The Birds and the Bees, Part II

I have been asked to weigh in on what sex education looks like in older years. 

I will start by saying that when teaching middle school, long before my own children got to be that age, my standard message was that there isn't anything you might think to do in middle school that couldn't wait until high school.  I was a staunch supporter of the dress code, and when 12-year-olds told me about their Facebook pages, I reminded them that legally you had to be 13 to sign up. 

Of course I knew that there was sexual activity among my students (looking at the broader definition of what constitutes sexual activity), but I wanted to be at least one voice in their life that was saying, “Stay a child!  You have lots of time to grow up.”  As an English teacher, I was not responsible for the cold, hard facts.  Instead, I used literature to have students examine characters’ lives—their decisions, their mistakes, their values.  

As a mother, I was obviously responsible for making sure my daughter was well informed (I was let off the hook with my stepsons).  One of the messages I really wanted her to get was the fact that what you could see on the internet, on television or in the movies was not indicative of everyone’s sexual behavior.  Also, I pointed out that what she heard about what other kids were doing may or may not be true and, most importantly, she did not have to model her choices on them.  I told her that not even all our adult family friends had the same values when it came to sexuality.  

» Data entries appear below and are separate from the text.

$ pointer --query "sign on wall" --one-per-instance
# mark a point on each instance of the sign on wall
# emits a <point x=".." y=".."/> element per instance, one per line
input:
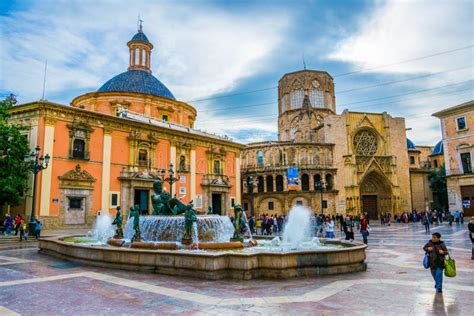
<point x="198" y="201"/>
<point x="292" y="178"/>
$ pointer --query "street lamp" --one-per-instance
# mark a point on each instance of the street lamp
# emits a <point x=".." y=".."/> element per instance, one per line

The next message was hard for me.  It meant I had to put aside all my fear of the “what ifs.”  It meant I had to trust that I had raised an informed, thoughtful, responsible young person.  The next message was that sexuality is not easy:  It is not cut and dried.  Not only would it have been useless to day, “Don’t even look at a boy!”, I wouldn’t have wanted that.  I can think of nothing scarier than sending a girl child off to college who has had no practice negotiating romantic/sexual relationships.  My biggest concern was/is that as my daughter developed her sexuality that she could look back on her choices--even if they brought some pain--and know that she had really listened to her inner self--body, mind and spirit--to make her decisions. I was such a "late bloomer," as she puts it, that I had very little in the way of concrete advice about what was okay to do when. I just kept reminding her that once you've done something--held hands, kissed, petted, etc.--you can't undo having experienced that and that all I wanted for her at the end of the day was that she had no regrets.   

The final tool in my tool belt was to bring up the topic of relationships and sexuality a lot.  We talked about news items and magazine articles, research I found, stories I heard from fellow teachers or other parents.  All along, I wanted to know what she was thinking, how she was seeing the world, what her concerns were.  Lots of times I was uncomfortable with the conversations.  I had them anyway.